Frequently Asked Questions

1. What is simple linear regression in Python?

A model that predicts one numeric target from one numeric input feature by fitting a straight line—usually with sklearn.linear_model.LinearRegression after loading data with pandas.

2. Do I install sklearn or scikit-learn with pip?

Install scikit-learn with pip install scikit-learn; import it in code as sklearn.

3. Why must X be two-dimensional for LinearRegression?

scikit-learn expects X with shape (n_samples, n_features)—even one feature uses X = df[["Hours"]].values, not a 1D array.

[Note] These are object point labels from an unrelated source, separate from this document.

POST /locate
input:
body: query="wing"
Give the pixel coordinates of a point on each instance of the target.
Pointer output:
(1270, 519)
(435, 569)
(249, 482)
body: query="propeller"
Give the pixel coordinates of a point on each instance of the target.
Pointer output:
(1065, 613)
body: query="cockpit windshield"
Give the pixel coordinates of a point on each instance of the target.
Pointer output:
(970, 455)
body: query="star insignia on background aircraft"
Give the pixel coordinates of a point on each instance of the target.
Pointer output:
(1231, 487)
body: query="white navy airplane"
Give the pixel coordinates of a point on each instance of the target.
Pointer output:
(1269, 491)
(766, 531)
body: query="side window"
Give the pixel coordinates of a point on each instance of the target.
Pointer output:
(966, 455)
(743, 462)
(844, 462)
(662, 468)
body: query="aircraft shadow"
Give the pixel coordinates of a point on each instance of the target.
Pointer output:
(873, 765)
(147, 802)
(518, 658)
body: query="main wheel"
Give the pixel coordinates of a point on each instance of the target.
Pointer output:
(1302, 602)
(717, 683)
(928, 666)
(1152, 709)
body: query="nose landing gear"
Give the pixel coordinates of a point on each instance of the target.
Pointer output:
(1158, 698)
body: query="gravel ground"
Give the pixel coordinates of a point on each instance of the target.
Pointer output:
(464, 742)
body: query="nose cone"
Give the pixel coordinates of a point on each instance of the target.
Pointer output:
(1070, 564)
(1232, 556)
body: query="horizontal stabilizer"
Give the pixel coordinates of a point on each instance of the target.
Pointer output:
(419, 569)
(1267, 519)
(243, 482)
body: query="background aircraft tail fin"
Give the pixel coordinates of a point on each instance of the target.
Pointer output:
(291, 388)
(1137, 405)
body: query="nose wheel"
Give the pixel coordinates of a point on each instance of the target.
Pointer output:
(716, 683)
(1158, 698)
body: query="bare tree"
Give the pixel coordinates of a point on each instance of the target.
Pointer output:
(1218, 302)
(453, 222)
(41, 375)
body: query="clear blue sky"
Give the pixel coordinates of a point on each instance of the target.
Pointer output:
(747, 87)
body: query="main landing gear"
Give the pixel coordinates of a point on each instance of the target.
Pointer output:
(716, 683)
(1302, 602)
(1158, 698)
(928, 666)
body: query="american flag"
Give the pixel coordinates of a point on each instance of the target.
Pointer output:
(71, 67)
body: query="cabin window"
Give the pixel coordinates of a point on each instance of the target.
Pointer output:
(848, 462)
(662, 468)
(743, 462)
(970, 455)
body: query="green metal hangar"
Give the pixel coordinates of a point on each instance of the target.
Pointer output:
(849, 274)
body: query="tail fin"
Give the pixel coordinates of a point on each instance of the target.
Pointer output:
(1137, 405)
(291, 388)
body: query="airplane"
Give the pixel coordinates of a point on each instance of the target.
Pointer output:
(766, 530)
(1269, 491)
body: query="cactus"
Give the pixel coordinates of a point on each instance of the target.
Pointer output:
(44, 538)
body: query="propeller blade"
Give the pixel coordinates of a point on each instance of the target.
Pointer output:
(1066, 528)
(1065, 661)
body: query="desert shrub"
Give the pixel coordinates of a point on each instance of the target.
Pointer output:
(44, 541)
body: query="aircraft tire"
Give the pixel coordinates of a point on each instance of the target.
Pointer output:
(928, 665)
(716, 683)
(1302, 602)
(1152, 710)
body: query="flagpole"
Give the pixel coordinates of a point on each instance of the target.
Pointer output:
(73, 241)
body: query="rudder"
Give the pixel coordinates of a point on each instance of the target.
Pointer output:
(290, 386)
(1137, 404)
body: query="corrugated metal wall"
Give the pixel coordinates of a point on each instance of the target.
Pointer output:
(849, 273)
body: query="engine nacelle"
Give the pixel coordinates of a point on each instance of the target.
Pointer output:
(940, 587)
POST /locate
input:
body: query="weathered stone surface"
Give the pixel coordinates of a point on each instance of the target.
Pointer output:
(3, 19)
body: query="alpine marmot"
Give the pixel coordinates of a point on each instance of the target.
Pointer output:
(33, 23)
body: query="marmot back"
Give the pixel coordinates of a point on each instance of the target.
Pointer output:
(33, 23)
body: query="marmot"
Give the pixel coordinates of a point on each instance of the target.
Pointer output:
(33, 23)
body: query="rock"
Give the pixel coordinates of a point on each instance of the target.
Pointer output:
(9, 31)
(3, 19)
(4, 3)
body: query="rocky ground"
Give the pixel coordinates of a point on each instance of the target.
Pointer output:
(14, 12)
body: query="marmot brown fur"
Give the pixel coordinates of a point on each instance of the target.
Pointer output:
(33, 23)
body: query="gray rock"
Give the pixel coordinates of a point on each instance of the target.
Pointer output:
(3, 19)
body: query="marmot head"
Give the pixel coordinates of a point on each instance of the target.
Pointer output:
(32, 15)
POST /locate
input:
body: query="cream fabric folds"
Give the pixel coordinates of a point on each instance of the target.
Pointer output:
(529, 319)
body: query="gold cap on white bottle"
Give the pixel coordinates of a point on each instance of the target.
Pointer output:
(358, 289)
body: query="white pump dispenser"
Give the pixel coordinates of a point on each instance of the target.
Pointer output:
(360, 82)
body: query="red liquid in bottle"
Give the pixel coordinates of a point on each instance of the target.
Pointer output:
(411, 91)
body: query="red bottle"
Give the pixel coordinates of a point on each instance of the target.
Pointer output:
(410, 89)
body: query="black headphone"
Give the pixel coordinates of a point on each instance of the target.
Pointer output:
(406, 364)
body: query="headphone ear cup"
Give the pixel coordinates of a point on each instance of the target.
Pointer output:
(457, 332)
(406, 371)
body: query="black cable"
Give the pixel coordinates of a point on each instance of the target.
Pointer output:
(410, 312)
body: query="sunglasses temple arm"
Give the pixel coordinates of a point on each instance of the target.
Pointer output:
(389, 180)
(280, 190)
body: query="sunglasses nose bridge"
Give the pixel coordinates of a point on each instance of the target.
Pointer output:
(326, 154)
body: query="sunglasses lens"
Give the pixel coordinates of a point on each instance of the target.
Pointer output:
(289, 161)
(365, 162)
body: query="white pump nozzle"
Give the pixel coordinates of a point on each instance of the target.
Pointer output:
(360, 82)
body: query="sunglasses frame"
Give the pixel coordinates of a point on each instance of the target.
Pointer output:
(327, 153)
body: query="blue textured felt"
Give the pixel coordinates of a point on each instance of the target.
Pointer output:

4. Which metrics evaluate simple linear regression?

Common choices are MAE, MSE, RMSE, and R² from sklearn.metrics—lower MAE/RMSE is better; R² closer to 1 means more explained variance.

5. How do I save regression predictions to a CSV file?

Build a pandas DataFrame with actual and predicted columns and call to_csv("predictions.csv", index=False).